Потом стемнеет. Вернется Валька. Дариванна, мать ее, обзовет Вальку, дочь свою, потаскухой, а Василь Гаврилыч, сидя у черной тарелки радио, сперва будет слушать незабываемое по своей кретинской удали пение Бунчикова и Нечаева, потом судьба вознаградит его дуэтом Одарки и Карася из оперы Гулак-Артемовского "Запорожец за Дунаем", а потом он долго и сочувственно станет переживать, как товарищ Молотов стойко и неуклонно, неколебимо и неуступчиво, несмотря на происки поджигателей войны, четко и недвусмысленно проводит миролюбивую и последовательную политику, как мирную, так и оборонную, как защищая, так и отстаивая.
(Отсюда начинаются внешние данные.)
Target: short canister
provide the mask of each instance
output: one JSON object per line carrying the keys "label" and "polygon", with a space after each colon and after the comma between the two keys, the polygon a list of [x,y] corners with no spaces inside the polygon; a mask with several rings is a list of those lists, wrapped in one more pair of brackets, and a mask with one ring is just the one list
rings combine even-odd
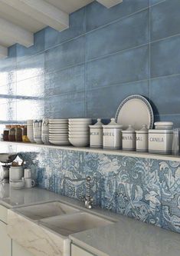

Софья Петровна тоже послушает радиофикацию, и ее взволнует песня "А ну, девчата, взгляните-ка на нас!" Ей слышится, что поют: "А ну, девчата, взглянитек-ананас!" И этот "взглянитек-ананас" получается непозволительно грубым намеком на что-то отвратительное, как подмеченные ею рыжие волосы на руках ее единственного ухажера, после чего ему было отказано приходить в дом, так как, по ее словам, "она чуть не пошла рвать". А поскольку Бунчиков с Нечаевым по целым дням одну эту песню и горланят, то "взглянитек-ананас" с наглым постоянством присутствует в ее жизни, и она всякий раз опасливо оглядывается, не заметил ли кто ее смятения, но Тойба гонит норму на своем оверлоке и еще на многих надомных машинах, и знает что делает.